#!/bin/bash

# Sitemap Checker Script
# Usage: ./check_sitemap.sh <url>

if [ -z "$1" ]; then
    echo "Usage: $0 <url>"
    echo "Example: $0 https://example.com"
    exit 1
fi

URL="$1"

# Remove trailing slash if present
URL="${URL%/}"

# Construct sitemap URL
SITEMAP_URL="${URL}/sitemap.xml"

echo "Checking sitemap at: $SITEMAP_URL"
echo "━━━━━━━━━━━━━━━━━━━━━━━━━━━━━━━━━━━━━━━━━━━━━━"
echo ""

# Fetch sitemap with HTTP status
HTTP_STATUS=$(curl -s -o /tmp/sitemap.xml -w "%{http_code}" "$SITEMAP_URL")

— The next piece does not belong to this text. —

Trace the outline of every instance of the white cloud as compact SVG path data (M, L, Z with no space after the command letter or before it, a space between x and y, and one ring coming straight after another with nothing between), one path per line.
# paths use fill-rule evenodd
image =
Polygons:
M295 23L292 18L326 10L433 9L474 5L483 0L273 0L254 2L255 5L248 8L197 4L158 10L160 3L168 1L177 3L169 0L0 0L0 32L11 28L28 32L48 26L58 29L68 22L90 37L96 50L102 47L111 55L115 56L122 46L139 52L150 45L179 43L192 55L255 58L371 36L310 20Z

if [ "$HTTP_STATUS" -eq 200 ]; then
    echo "✓ sitemap.xml found (HTTP $HTTP_STATUS)"
    echo ""

    # Check if it's a valid XML file
    if ! command -v xmllint &> /dev/null; then
        echo "⚠ xmllint not available for validation (install libxml2)"
        echo ""
    else
        if xmllint --noout /tmp/sitemap.xml 2>/dev/null; then
            echo "✓ Valid XML structure"
        else
            echo "✗ Invalid XML structure detected"
        fi
        echo ""
    fi

    # Count URLs
    URL_COUNT=$(grep -c "<loc>" /tmp/sitemap.xml)
    echo "📋 Contains $URL_COUNT URLs"

    # Check for sitemap index (nested sitemaps)
    if grep -q "<sitemapindex" /tmp/sitemap.xml; then
        echo "📂 This is a sitemap index (contains nested sitemaps)"
        SITEMAP_COUNT=$(grep -c "<sitemap>" /tmp/sitemap.xml)
        echo "   Contains $SITEMAP_COUNT child sitemaps"
    fi

    # Check for lastmod dates
    LASTMOD_COUNT=$(grep -c "<lastmod>" /tmp/sitemap.xml)
    if [ "$LASTMOD_COUNT" -gt 0 ]; then
        echo "✓ Includes lastmod dates ($LASTMOD_COUNT entries)"
    else
        echo "⚠ No lastmod dates found (recommended for better crawl efficiency)"
    fi

    # Check for priority and changefreq
    PRIORITY_COUNT=$(grep -c "<priority>" /tmp/sitemap.xml)
    CHANGEFREQ_COUNT=$(grep -c "<changefreq>" /tmp/sitemap.xml)

    if [ "$PRIORITY_COUNT" -gt 0 ]; then
        echo "📊 Includes priority hints ($PRIORITY_COUNT entries)"
    fi

    if [ "$CHANGEFREQ_COUNT" -gt 0 ]; then
        echo "📊 Includes changefreq hints ($CHANGEFREQ_COUNT entries)"
    fi

    # File size check
    FILE_SIZE=$(wc -c < /tmp/sitemap.xml | tr -d ' ')
    FILE_SIZE_MB=$(echo "scale=2; $FILE_SIZE / 1048576" | bc)
    echo ""
    echo "📦 Sitemap size: $FILE_SIZE_MB MB"

    if [ "$FILE_SIZE" -gt 52428800 ]; then
        echo "⚠ WARNING: Sitemap exceeds 50MB limit!"
    fi

    if [ "$URL_COUNT" -gt 50000 ]; then
        echo "⚠ WARNING: Sitemap exceeds 50,000 URL limit!"
        echo "   Consider splitting into multiple sitemaps with a sitemap index"
    fi

elif [ "$HTTP_STATUS" -eq 404 ]; then
    echo "✗ sitemap.xml not found (HTTP $HTTP_STATUS)"
    echo ""
    echo "Recommendation: Create an XML sitemap to help search engines discover content."
    echo ""
    echo "Also check for sitemap_index.xml or alternative locations:"
    echo "- ${URL}/sitemap_index.xml"
    echo "- ${URL}/sitemap-index.xml"
    echo "- Check robots.txt for sitemap location"
else
    echo "⚠ Unexpected HTTP status: $HTTP_STATUS"
fi

# Cleanup
rm -f /tmp/sitemap.xml